Durante l'esercitazione sono successe varie cose. Tra l'altro, avevo anche imposto l'obbligo di entrare, durante l'esercitazione, in un negozio o in un bar, ed effettuare un acquisto o una consumazione. Ovviamente negozianti e passanti si sono incuriositi. Però: "All'inizio avevo paura di andare a sbattere contro le persone. Poi però mi sono accorta che le persone ci evitavano; anzi, ci evitavano alla grande, girandoci intorno a distanza, come se fossimo degli appestati". "A noi nessuno ha chiesto niente. Nessuno ha fatto domande. Siamo stati trattati come persone normali. Sarà stata timidezza, rispetto umano".
Avevo suggerito di rispondere, a chi avesse fatto domande, qualcosa del tipo: si tratta di una scommessa, l'ho persa, e questo è il pegno.
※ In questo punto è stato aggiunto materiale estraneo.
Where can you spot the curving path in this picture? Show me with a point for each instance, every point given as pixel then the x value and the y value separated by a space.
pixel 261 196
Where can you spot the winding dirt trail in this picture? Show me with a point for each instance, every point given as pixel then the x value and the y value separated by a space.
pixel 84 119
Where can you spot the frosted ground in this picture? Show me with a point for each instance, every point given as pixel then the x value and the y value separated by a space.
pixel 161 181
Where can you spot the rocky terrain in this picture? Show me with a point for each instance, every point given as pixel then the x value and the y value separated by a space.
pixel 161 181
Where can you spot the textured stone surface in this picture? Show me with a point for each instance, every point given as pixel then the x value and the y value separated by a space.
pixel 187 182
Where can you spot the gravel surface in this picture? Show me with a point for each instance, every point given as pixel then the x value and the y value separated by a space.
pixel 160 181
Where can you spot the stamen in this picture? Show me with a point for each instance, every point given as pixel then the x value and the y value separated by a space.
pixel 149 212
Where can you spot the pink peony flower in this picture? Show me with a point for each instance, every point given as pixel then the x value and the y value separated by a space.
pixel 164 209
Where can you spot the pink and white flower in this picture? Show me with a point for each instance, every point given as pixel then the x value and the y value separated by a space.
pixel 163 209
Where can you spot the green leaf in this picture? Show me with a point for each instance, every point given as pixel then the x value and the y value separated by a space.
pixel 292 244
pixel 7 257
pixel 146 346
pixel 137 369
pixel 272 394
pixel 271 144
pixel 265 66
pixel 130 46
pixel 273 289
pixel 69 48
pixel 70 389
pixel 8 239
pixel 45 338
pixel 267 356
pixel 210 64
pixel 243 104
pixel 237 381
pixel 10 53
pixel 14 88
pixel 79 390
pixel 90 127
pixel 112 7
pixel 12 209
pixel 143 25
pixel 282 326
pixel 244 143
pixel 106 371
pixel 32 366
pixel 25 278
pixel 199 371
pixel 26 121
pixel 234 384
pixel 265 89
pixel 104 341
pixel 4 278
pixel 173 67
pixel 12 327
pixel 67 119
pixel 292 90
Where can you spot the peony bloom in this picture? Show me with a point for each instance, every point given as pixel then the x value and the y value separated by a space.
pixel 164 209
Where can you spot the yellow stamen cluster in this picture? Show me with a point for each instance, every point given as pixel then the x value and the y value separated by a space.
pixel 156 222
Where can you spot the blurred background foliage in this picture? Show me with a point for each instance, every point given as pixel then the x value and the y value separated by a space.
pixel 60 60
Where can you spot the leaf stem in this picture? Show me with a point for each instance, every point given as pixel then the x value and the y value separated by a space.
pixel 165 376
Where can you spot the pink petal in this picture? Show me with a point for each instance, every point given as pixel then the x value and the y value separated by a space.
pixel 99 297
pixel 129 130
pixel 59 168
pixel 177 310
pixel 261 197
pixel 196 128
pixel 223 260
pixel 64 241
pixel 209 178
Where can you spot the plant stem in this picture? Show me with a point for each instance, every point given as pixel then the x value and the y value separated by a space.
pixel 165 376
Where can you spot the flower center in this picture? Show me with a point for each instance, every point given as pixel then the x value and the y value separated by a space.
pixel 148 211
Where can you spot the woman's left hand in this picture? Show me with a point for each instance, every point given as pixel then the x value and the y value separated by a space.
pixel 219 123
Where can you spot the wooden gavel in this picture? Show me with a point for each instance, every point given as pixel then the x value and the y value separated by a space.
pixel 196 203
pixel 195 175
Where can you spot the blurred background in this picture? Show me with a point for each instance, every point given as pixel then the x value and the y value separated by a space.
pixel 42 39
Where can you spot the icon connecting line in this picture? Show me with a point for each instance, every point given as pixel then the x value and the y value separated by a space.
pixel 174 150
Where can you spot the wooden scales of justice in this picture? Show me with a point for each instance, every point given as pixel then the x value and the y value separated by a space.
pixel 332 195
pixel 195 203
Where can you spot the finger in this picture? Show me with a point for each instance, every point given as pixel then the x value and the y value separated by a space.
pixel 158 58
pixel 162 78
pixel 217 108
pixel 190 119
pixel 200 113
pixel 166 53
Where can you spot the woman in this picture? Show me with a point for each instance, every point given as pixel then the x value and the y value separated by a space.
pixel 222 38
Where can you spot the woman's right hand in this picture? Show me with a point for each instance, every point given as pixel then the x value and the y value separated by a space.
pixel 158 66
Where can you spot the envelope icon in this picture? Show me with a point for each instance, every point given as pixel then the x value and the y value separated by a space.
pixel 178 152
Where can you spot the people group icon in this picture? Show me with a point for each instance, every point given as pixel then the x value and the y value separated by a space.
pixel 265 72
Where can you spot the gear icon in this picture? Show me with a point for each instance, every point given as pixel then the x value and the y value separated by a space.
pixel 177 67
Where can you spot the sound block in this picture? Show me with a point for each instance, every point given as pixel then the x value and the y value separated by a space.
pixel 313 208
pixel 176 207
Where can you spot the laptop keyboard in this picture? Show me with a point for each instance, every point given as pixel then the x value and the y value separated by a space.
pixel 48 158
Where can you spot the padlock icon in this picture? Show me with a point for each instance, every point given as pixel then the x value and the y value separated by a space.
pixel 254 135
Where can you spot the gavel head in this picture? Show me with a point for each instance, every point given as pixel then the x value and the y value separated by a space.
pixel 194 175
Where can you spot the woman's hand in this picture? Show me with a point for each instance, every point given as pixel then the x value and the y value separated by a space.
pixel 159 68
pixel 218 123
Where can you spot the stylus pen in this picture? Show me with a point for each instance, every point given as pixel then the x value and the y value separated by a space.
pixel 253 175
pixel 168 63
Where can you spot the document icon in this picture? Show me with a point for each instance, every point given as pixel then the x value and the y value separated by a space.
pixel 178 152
Una risposta che, così a occhio, poteva spiegare una situazione paradossale. Invece è successo di tutto. "Sa", le abbiamo detto, "lei ha avuta questa improvvisa malattia agli occhi... Ha cominciato a vedere delle macchie rosse... Sono tre giorni che deve girare così, poverina...". L'aspetto divertente della cosa è che, partendo tutti dallo stesso punto e nella stessa direzione, benché sparpagliati per vie parallele, diverse coppie sono passate davanti allo stesso negozio, hanno incontrate le stesse persone o, addirittura, hanno preso un limone al limone nello stesso chiosco di piazza Jolanda.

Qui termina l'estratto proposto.